The task is applying an algorithm to find the words that are central, because the concepts they include link to other words as "small world" hubs. This concept comes from two sources: (a) a suggestion in Michael Stubbs' book Words and Phrases, that the keywords in a language are those that are used in defining other words; and (b) an article by Michael Steyvers that shows dictionaries to be "small world" semantic networks, with hubs that link many other words. So, basically, I would like to find the "central' concepts in English.
My algorithmic and statistical abilities are primitive, but here is the way I have formulated the problem.
I want to find the "centrality" of a word in the Wordsmyth dictionary-thesaurus. Our thesaurus is integrated with the dictionary. It links synonyms with each appropriate definition. So my proposed algorithm involved:
For each word, count:
1. number of definitions
2. number of synonyms
4. Words used in definitions: the number of words (and number of definitions) that use this word (in any of its forms) in a definition
5. Synonym/antonym of the word in a definition
7. frequency (based on a corpus, such as BNC or COCA)
The problem is finding the best statistical concepts for giving weights to these factors.
What I'd like to do is to calculate the "centrality" (importance) of words in our dictionary. What we need is a text analysis similar to that done in the attached article - "Network analysis of dictionaries " (Batagelj, Mrvar, and Zaver). My impression is that we will have to do an analysis similar to the Batagelj article.

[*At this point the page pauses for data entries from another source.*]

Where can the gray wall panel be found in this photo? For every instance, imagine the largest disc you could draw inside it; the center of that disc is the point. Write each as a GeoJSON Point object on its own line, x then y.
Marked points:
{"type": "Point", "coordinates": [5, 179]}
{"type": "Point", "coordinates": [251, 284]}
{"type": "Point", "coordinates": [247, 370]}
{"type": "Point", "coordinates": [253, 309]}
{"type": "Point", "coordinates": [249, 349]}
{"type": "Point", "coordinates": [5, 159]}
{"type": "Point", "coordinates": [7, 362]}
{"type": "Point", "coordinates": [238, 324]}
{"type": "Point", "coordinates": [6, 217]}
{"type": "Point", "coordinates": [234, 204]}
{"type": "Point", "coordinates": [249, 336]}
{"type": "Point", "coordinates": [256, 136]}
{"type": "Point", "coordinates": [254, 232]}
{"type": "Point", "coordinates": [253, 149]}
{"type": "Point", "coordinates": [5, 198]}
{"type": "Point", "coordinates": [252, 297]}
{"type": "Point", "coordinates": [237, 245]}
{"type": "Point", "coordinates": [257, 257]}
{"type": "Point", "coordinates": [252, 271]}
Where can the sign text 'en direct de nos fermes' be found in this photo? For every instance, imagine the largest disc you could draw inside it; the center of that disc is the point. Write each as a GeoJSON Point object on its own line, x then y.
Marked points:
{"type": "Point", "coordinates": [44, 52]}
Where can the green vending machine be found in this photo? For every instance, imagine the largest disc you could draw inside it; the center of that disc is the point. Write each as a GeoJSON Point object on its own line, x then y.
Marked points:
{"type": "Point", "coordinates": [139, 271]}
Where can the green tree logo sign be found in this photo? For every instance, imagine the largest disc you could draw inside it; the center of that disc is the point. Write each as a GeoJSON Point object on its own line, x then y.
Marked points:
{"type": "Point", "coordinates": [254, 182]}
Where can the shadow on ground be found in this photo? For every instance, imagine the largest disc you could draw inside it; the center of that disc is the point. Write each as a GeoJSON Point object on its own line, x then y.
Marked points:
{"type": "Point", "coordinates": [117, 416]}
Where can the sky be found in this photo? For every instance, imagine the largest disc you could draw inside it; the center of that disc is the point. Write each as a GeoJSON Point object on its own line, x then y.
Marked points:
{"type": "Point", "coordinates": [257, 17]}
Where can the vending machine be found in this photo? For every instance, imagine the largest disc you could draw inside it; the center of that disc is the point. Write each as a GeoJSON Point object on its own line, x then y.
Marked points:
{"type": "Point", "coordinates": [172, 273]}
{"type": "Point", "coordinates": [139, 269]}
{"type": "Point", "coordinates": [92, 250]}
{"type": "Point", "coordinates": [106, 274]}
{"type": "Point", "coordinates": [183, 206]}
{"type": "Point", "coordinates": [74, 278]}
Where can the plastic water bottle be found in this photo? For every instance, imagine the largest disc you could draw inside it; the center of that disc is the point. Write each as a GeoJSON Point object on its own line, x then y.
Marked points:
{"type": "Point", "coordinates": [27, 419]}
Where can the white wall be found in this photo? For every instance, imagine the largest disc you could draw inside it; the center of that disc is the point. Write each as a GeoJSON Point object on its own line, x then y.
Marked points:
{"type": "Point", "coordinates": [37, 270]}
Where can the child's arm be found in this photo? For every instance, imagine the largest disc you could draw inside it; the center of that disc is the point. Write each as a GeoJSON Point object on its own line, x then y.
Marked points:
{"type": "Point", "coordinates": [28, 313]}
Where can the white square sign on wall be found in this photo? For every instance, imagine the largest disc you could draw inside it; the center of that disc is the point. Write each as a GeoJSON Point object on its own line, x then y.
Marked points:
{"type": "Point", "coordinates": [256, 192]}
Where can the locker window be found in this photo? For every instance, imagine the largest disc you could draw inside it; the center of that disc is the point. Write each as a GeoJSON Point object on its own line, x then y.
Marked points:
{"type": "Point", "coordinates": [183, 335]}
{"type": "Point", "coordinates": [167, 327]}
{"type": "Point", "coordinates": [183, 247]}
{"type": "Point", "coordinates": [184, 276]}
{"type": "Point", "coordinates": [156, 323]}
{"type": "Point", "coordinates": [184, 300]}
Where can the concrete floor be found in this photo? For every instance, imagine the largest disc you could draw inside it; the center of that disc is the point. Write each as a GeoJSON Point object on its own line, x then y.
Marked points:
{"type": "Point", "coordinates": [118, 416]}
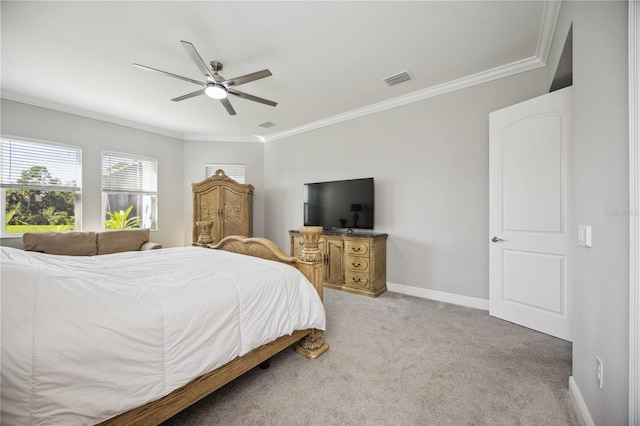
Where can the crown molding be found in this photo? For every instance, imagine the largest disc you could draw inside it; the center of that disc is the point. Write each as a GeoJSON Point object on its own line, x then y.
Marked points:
{"type": "Point", "coordinates": [209, 138]}
{"type": "Point", "coordinates": [547, 29]}
{"type": "Point", "coordinates": [87, 114]}
{"type": "Point", "coordinates": [450, 86]}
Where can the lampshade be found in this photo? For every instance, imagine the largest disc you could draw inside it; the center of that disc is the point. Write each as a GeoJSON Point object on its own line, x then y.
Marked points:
{"type": "Point", "coordinates": [216, 91]}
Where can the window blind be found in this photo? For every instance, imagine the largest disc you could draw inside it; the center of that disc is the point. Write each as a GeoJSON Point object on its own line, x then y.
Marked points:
{"type": "Point", "coordinates": [128, 173]}
{"type": "Point", "coordinates": [39, 166]}
{"type": "Point", "coordinates": [234, 171]}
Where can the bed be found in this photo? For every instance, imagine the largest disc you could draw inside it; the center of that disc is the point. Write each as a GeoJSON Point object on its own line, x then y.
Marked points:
{"type": "Point", "coordinates": [135, 337]}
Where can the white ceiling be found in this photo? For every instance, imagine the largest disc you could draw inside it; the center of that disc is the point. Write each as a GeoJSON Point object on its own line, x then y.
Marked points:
{"type": "Point", "coordinates": [328, 59]}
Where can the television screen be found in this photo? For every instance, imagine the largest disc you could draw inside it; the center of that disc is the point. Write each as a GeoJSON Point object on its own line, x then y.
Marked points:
{"type": "Point", "coordinates": [339, 204]}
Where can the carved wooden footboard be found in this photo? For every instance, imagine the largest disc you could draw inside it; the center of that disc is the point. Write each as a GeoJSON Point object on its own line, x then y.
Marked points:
{"type": "Point", "coordinates": [310, 343]}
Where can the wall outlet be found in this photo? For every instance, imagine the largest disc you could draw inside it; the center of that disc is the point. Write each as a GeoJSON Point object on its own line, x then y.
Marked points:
{"type": "Point", "coordinates": [599, 371]}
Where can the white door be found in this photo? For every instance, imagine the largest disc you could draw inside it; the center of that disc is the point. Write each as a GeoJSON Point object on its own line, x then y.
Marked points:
{"type": "Point", "coordinates": [528, 243]}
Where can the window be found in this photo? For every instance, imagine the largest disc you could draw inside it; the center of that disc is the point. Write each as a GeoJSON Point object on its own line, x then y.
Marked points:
{"type": "Point", "coordinates": [40, 186]}
{"type": "Point", "coordinates": [129, 191]}
{"type": "Point", "coordinates": [234, 171]}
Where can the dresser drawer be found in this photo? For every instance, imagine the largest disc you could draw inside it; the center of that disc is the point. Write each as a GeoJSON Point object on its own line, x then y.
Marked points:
{"type": "Point", "coordinates": [298, 244]}
{"type": "Point", "coordinates": [357, 263]}
{"type": "Point", "coordinates": [356, 279]}
{"type": "Point", "coordinates": [356, 248]}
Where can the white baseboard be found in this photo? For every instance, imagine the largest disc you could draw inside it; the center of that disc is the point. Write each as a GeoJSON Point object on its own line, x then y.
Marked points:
{"type": "Point", "coordinates": [440, 296]}
{"type": "Point", "coordinates": [579, 404]}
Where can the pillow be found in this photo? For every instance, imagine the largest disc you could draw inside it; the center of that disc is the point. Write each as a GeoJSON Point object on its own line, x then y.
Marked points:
{"type": "Point", "coordinates": [65, 243]}
{"type": "Point", "coordinates": [121, 240]}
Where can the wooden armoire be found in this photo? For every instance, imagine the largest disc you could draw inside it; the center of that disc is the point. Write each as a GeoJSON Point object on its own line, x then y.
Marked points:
{"type": "Point", "coordinates": [221, 207]}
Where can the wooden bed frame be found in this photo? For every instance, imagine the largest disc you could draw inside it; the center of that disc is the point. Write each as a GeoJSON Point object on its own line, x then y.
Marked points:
{"type": "Point", "coordinates": [310, 343]}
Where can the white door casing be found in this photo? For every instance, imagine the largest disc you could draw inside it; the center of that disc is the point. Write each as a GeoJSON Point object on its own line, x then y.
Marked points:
{"type": "Point", "coordinates": [529, 275]}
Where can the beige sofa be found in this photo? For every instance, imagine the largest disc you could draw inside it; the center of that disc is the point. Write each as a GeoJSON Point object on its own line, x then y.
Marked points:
{"type": "Point", "coordinates": [78, 243]}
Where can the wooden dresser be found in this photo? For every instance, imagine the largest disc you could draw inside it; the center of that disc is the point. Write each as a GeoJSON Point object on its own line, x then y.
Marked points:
{"type": "Point", "coordinates": [353, 262]}
{"type": "Point", "coordinates": [221, 207]}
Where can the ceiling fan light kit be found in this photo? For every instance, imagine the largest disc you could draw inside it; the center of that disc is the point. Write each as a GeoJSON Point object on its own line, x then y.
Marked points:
{"type": "Point", "coordinates": [216, 86]}
{"type": "Point", "coordinates": [215, 91]}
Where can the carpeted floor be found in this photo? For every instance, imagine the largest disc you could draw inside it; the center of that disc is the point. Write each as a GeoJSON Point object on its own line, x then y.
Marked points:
{"type": "Point", "coordinates": [401, 360]}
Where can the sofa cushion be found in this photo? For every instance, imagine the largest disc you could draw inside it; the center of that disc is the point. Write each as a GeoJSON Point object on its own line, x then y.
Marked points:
{"type": "Point", "coordinates": [64, 243]}
{"type": "Point", "coordinates": [121, 240]}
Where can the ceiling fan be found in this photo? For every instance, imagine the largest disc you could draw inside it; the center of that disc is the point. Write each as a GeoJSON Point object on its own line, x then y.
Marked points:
{"type": "Point", "coordinates": [216, 86]}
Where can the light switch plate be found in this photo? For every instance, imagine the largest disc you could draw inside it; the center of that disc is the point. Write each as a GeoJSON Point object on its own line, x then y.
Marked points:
{"type": "Point", "coordinates": [584, 235]}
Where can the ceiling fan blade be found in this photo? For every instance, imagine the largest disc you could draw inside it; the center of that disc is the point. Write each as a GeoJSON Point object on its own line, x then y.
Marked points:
{"type": "Point", "coordinates": [246, 78]}
{"type": "Point", "coordinates": [198, 60]}
{"type": "Point", "coordinates": [188, 95]}
{"type": "Point", "coordinates": [251, 97]}
{"type": "Point", "coordinates": [228, 106]}
{"type": "Point", "coordinates": [170, 75]}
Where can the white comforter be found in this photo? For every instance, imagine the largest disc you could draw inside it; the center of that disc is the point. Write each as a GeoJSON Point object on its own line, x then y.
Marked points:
{"type": "Point", "coordinates": [86, 338]}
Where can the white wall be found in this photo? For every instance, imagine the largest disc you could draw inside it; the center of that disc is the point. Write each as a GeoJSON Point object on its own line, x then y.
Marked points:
{"type": "Point", "coordinates": [199, 153]}
{"type": "Point", "coordinates": [94, 136]}
{"type": "Point", "coordinates": [599, 183]}
{"type": "Point", "coordinates": [430, 163]}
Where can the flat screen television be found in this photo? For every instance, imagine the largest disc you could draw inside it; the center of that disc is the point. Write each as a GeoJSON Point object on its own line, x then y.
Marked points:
{"type": "Point", "coordinates": [339, 204]}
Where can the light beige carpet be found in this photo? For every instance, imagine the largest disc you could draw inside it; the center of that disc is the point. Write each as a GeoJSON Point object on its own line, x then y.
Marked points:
{"type": "Point", "coordinates": [401, 360]}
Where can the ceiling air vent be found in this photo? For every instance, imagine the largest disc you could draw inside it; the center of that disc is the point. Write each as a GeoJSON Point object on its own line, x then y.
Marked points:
{"type": "Point", "coordinates": [266, 124]}
{"type": "Point", "coordinates": [398, 78]}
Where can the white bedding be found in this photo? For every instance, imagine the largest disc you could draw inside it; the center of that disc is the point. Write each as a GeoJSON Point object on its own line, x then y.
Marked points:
{"type": "Point", "coordinates": [87, 338]}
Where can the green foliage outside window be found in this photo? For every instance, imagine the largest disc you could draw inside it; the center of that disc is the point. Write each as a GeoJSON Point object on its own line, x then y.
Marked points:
{"type": "Point", "coordinates": [121, 220]}
{"type": "Point", "coordinates": [36, 210]}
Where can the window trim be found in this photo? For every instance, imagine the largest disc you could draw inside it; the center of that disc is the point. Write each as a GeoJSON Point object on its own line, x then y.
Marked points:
{"type": "Point", "coordinates": [140, 192]}
{"type": "Point", "coordinates": [75, 189]}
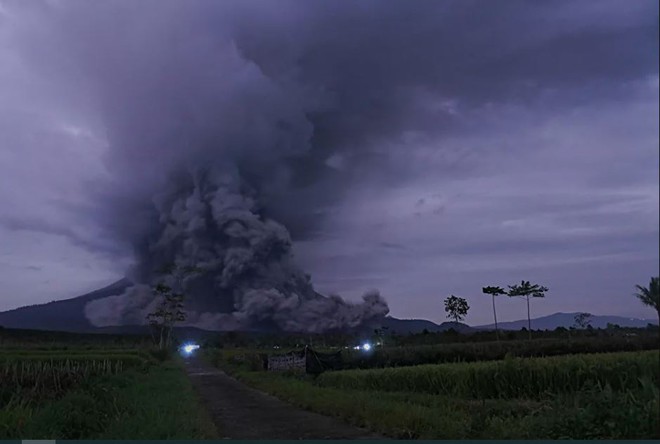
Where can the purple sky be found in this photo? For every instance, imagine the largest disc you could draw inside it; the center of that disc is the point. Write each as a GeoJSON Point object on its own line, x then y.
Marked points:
{"type": "Point", "coordinates": [441, 146]}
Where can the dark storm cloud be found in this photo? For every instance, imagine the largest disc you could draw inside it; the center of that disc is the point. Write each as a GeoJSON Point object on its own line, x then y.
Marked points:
{"type": "Point", "coordinates": [304, 105]}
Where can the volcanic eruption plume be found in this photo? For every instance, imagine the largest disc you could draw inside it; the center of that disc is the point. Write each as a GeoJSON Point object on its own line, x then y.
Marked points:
{"type": "Point", "coordinates": [248, 275]}
{"type": "Point", "coordinates": [202, 145]}
{"type": "Point", "coordinates": [230, 128]}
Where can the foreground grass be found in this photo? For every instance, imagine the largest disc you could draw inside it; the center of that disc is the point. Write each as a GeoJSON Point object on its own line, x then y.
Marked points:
{"type": "Point", "coordinates": [594, 412]}
{"type": "Point", "coordinates": [589, 415]}
{"type": "Point", "coordinates": [158, 403]}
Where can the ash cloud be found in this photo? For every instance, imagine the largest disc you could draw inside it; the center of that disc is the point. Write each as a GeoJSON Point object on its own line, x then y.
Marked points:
{"type": "Point", "coordinates": [233, 126]}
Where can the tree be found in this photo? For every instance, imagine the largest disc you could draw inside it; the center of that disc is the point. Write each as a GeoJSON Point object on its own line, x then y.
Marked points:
{"type": "Point", "coordinates": [494, 291]}
{"type": "Point", "coordinates": [650, 296]}
{"type": "Point", "coordinates": [168, 312]}
{"type": "Point", "coordinates": [525, 290]}
{"type": "Point", "coordinates": [456, 308]}
{"type": "Point", "coordinates": [582, 320]}
{"type": "Point", "coordinates": [170, 308]}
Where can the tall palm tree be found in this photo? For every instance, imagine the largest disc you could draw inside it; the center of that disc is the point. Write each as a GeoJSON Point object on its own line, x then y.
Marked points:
{"type": "Point", "coordinates": [494, 291]}
{"type": "Point", "coordinates": [525, 290]}
{"type": "Point", "coordinates": [650, 296]}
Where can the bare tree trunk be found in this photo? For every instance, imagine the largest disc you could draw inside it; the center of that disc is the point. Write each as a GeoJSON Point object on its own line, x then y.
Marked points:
{"type": "Point", "coordinates": [169, 332]}
{"type": "Point", "coordinates": [497, 332]}
{"type": "Point", "coordinates": [529, 321]}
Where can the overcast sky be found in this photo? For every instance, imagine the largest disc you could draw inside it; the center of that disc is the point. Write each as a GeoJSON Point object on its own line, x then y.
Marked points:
{"type": "Point", "coordinates": [454, 145]}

I have found some software that might be suitable - http://gephi.org. But I am not sufficiently technically trained to carry out the analysis.
I hope that helps to understand what I want to accomplish.
It sounds like an interesting project. The obvious application that I see is measuring word/phrase similarity. In terms of measuring centrality, I'm skeptical that the results would be significantly different from the much simpler task of tallying frequencies of words and collocations. Is there an example word or phrase that would have a low frequency, but high centrality?
The problem with low frequency lists - even those that eliminate proper nouns, is that there are many that have low frequency, but there is very little ability to discriminate among them. Most rare words are not at all important. The lower frequency words may make reading difficult. But frequency doesn't identify the "important" words that carry important meanings in the language. An example would be "justice". It isn't so frequent, but the idea of justice is important in the meanings of many words which are themselves important. The "small world" analysis would identify words that may not have a lot of links (and may not be frequent), but the links they have are to words that are themselves important (and may be more frequent). The principle is the same as that used by Google to find important/high-ranking pages. A page is more important for Google if it is linked to by pages which are themselves highly linked to, etc.
I'd be interested in seeing how the two approaches differ in the final result set. Just as an interesting note, the word "justice" ranks under 5000 out of over 1 million ngrams in the Web1T corpus.